Some just don’t make any sense whatsoever:

“In one instance, an eight year old kid walked toward him, and he ducked into his car to avoid a prospective herd of little autograph seekers.”

That’s it. That’s the whole comment posted to a story about having to give up a dog. Who is this mysterious man who flees in terror at the sight of an eight-year-old boy? What did he do to become so famous, or perhaps infamous? And why are little boys traveling in herds? Is this some sort of post-apocalyptic scenario? Alas, we may never know.

“May be Meon the other hand Which includes a Dried High Pipeline”

Ummm … Okaaaayyy … Moving on.

The Gambit

Whereas the spam comments that prey upon the blogger’s insecurities with faint, generic praise are the most common, a new player in the spam battles has emerged. This one is crafty and clearly contrived by someone who understands what the comments section of most websites are all about: negativity.
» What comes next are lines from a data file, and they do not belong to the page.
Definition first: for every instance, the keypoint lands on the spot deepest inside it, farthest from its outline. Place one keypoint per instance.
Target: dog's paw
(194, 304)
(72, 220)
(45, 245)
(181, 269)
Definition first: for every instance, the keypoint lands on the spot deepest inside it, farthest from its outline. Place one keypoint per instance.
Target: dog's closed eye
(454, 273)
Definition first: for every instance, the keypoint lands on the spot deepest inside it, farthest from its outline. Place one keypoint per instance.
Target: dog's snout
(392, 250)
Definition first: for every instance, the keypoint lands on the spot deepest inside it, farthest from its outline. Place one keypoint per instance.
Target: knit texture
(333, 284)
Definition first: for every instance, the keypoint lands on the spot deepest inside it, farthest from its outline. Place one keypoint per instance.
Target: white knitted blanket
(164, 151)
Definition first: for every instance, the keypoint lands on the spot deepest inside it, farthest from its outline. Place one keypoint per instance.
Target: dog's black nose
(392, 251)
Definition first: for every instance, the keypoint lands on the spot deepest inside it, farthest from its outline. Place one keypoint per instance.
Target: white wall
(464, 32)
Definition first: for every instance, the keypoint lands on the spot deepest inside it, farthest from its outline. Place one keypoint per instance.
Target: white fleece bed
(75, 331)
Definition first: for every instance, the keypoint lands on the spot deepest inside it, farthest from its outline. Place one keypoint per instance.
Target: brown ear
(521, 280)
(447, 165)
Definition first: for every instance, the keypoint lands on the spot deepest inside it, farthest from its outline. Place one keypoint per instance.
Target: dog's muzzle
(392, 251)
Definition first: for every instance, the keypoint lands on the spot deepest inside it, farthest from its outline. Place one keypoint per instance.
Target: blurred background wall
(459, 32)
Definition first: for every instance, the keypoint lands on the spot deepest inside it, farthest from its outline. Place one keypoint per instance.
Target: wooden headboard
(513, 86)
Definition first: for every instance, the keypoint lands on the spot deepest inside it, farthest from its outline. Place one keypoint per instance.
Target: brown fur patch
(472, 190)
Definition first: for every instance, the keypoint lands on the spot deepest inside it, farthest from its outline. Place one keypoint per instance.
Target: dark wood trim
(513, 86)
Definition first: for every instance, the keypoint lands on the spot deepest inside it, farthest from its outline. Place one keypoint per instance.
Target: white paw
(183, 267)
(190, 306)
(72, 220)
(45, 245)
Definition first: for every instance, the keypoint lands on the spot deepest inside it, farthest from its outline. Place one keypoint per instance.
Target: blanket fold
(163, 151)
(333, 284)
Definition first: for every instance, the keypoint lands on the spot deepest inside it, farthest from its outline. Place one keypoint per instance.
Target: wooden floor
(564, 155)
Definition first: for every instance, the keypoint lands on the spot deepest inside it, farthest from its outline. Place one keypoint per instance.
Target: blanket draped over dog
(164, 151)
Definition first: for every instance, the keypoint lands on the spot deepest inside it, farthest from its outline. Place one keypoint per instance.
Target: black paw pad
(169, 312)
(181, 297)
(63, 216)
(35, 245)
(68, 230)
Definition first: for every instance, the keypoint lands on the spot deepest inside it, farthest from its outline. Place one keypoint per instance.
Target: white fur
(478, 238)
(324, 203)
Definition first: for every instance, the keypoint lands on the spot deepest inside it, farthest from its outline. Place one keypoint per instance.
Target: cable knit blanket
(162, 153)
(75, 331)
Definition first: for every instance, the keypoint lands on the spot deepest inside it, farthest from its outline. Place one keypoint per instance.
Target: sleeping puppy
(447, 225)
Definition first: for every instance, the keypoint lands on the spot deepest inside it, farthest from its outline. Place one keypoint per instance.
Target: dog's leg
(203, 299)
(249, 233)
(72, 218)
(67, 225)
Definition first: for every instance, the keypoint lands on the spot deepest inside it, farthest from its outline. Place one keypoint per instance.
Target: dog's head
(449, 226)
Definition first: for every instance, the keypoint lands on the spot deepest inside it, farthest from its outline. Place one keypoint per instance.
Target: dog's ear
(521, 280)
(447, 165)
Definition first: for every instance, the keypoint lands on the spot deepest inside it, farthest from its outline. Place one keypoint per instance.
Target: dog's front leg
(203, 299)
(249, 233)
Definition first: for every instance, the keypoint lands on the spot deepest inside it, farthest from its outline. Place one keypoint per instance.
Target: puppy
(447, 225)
“The next time I read a weblog, I hope that it doesnt disappoint me as much as this one. I imply, I do know it was my choice to learn, but I really thought youd have something fascinating to say. All I hear is a bunch of whining about one thing that you might fix when you werent too busy in search of attention.”
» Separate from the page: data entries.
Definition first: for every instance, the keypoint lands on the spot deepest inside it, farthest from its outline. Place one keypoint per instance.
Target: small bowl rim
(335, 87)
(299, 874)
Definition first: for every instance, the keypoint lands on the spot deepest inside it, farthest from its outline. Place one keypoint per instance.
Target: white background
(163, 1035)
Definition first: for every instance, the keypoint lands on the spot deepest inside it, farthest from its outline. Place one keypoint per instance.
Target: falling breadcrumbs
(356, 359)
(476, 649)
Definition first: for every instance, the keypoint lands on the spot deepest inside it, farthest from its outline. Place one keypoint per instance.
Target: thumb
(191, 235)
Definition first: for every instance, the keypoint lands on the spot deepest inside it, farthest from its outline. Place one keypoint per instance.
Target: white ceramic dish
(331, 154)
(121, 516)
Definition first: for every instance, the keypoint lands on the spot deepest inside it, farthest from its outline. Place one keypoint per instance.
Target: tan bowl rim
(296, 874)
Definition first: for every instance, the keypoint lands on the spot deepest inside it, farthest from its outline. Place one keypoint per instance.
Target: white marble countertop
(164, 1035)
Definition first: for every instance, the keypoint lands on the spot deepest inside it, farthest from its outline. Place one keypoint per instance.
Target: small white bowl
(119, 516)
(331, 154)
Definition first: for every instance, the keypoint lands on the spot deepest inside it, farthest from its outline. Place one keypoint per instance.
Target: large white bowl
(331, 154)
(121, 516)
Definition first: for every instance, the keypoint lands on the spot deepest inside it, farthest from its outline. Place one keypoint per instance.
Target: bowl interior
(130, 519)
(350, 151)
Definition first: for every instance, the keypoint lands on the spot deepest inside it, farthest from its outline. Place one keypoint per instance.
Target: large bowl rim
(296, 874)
Unfortunately, this bold choice of insult spam falls short in many familiar ways. First of all, it doesn’t say anything. Secondly, the sentence structure is bizarre at best. It’s as if someone put a million monkeys at a million typewriters to recreate Shakespeare, and half the monkeys died after a week, leaving us with this.

In fact, we’re going to help the spammers out. If you want to go for the verisimilitude of angry, faceless commenters, follow these rules: 1. Keep it simple. 2. Keep it short. 3. Make sure the misspellings and grammatical errors look real. For example:

“Your an idiot.”

Bless your little spamming hearts …

UPDATE: within a couple of hours of posting this (and cleaning out the spam folder), we get this comment on one of our posts, which was not flagged as spam:

“nice! I love bike shops that gnenieuly want to help you learn how to work on and maintain your bike”
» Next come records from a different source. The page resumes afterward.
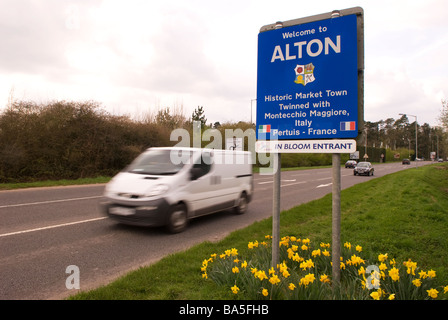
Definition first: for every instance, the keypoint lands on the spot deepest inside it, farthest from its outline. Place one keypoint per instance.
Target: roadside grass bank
(404, 214)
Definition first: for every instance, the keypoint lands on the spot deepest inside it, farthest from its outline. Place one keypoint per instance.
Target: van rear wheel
(242, 204)
(178, 220)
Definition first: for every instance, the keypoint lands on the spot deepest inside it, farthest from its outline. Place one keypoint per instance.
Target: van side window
(205, 164)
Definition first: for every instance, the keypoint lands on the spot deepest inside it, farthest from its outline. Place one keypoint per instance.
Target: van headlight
(157, 190)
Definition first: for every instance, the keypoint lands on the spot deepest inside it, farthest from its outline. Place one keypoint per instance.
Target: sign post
(310, 97)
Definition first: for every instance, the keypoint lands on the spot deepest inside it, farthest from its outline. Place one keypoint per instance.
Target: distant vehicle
(169, 186)
(363, 168)
(350, 164)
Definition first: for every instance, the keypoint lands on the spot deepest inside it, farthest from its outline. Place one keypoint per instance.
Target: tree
(198, 115)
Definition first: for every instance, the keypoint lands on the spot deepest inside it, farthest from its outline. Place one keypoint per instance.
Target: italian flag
(264, 128)
(348, 126)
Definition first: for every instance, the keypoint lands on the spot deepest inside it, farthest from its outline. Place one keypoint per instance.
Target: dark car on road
(363, 168)
(350, 164)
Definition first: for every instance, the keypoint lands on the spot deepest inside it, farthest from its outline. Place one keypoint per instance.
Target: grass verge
(404, 214)
(53, 183)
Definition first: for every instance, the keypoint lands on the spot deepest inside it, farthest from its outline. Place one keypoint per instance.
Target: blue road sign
(307, 81)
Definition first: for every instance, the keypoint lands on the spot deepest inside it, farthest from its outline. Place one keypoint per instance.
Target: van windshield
(156, 162)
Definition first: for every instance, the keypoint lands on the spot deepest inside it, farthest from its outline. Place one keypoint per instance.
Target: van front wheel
(242, 204)
(178, 220)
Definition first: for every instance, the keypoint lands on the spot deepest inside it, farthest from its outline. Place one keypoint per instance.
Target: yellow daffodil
(394, 274)
(382, 257)
(417, 282)
(274, 279)
(324, 278)
(261, 275)
(422, 274)
(361, 271)
(432, 293)
(376, 295)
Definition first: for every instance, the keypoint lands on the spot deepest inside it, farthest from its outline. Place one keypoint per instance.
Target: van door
(204, 187)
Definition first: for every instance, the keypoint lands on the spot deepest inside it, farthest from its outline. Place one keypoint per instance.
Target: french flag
(348, 126)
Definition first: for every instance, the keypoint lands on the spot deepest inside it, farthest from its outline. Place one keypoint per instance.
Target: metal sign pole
(336, 219)
(276, 210)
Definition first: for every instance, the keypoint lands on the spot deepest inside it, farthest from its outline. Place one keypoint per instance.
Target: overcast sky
(136, 57)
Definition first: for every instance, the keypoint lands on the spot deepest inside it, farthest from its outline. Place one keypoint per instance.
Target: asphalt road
(45, 230)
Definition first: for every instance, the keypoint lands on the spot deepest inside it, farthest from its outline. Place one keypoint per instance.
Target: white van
(169, 186)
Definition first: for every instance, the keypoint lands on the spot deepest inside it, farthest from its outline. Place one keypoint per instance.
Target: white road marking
(51, 227)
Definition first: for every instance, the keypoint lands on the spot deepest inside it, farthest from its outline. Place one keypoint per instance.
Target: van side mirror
(195, 173)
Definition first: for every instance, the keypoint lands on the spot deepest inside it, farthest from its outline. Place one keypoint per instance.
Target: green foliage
(387, 215)
(70, 140)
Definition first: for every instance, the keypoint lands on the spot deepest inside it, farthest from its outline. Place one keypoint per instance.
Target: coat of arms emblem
(304, 74)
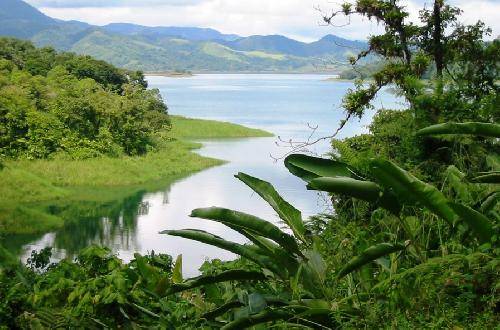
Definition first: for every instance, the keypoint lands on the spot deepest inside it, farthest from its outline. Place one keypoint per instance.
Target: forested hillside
(175, 48)
(63, 104)
(410, 239)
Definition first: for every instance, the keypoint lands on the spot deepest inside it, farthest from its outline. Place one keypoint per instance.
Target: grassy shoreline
(27, 184)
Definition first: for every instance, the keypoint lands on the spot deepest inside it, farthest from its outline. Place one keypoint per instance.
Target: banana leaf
(477, 222)
(490, 202)
(242, 250)
(369, 255)
(289, 214)
(364, 190)
(230, 275)
(177, 271)
(410, 190)
(251, 223)
(308, 168)
(487, 177)
(472, 128)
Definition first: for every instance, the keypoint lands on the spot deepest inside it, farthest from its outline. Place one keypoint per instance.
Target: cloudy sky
(299, 19)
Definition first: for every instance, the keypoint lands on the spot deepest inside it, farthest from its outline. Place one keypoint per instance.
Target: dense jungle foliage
(412, 241)
(62, 104)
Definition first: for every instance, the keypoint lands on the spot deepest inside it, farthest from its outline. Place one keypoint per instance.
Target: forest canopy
(64, 104)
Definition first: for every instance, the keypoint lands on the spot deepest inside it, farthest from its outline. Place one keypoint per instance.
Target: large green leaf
(411, 190)
(280, 256)
(177, 271)
(369, 255)
(477, 222)
(472, 128)
(487, 177)
(251, 223)
(308, 168)
(289, 214)
(490, 202)
(231, 275)
(242, 250)
(365, 190)
(262, 317)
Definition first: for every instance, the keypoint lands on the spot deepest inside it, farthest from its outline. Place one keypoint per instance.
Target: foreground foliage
(413, 241)
(63, 104)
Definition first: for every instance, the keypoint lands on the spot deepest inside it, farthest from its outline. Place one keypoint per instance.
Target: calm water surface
(286, 105)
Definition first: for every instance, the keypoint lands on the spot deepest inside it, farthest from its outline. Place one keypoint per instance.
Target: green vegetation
(155, 49)
(71, 124)
(62, 105)
(413, 242)
(188, 128)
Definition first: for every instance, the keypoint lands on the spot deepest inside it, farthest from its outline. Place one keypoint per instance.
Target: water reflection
(131, 222)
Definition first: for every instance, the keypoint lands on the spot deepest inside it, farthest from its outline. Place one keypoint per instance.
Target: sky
(298, 19)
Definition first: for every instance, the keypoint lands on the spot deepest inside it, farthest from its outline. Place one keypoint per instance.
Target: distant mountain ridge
(175, 48)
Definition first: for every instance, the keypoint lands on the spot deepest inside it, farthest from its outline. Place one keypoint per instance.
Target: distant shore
(170, 74)
(31, 187)
(194, 73)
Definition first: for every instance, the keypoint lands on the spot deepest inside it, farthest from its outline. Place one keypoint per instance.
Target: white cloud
(295, 18)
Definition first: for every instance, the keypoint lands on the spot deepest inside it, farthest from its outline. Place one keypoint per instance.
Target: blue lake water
(287, 105)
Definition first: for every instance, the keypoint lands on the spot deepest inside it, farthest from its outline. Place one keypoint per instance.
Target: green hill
(174, 48)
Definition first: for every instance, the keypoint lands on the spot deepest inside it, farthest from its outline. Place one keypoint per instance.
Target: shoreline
(195, 73)
(33, 188)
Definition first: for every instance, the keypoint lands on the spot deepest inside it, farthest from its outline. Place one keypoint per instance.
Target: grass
(26, 184)
(187, 128)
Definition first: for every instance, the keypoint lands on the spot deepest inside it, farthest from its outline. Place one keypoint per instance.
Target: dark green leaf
(308, 168)
(251, 223)
(409, 189)
(473, 128)
(289, 214)
(369, 255)
(477, 222)
(231, 275)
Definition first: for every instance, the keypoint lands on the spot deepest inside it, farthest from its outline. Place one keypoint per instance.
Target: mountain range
(175, 48)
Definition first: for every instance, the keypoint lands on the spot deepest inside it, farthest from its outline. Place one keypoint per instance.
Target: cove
(289, 106)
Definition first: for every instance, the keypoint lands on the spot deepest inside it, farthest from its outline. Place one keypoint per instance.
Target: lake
(289, 106)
Nicely done. Conversational, brief and with realistic spelling errors. Too bad it was submitted to a post about Peach Ice Cream versus Coca-Cola Cake in the Southern Sweets Showdown.

UPDATE #2: Okay, seriously … It’s like the spammers took this post as a personal affront. In the 12 hours following this post, three spam comments got past the filters.  We haven’t had that many in months. Here’s another fine sample of absurdity, submitted to a post about raisin pie:

“Here’s 10 ronesas to celebrate the fact that Kinky got his signatures:(1) Kinky has ,(2) Kinky ,(3) Kinky’s interview with Ruminator magazine confirms that he ,(4) Kinky’s confirm he was mistaken when he said he voted , (5) Kinky hasn’t voted for a Democrat in ,(6) Kinky wants to take time during the school day for , (7) Kinky wants to ,(8) Kinky is not obsessed with (9) Kinky knows how to deal with and (10) Kinkys immigration policy of hiring to police our border is a great idea that John McCain has endorsed.”

I can’t argue with that … because I have no idea what it means. Maybe they’re the unfinished lyrics of a particularly unrhythmic song entitled “Kinky Wants,” inspired by the great Kinky Friedman. Alas, like the number of licks it takes to get to the center of a Tootsie Roll Tootsie Pop, the world may never know.

7 Responses to “Real Southern Spam”

  1. That was fun to read through and I found another Real Southern saying with your own twist at the end. It’s the “Bless your little heart” or “Bless your heart.”. I have a friend that says that to me from time to timea and it feels like a polite substitution for something else. Could you write the Southern interpretation of that phrase other than the obvious? Thank you!

  2. Bless your little heart! Thank you!

  3. Is it fine to insert a portion of this in my website if perhaps I post a reference to this web page?

  4. “Half the monkeys died after a week and left us with this.” Ha! Wish I’d thought of that line. I’m often baffled by spam, but some of these comments take lost in translation to a whole new level. Thanks for sharing these and for maintaining putting up!

  5. to heck with LOL that was funny haha!!!!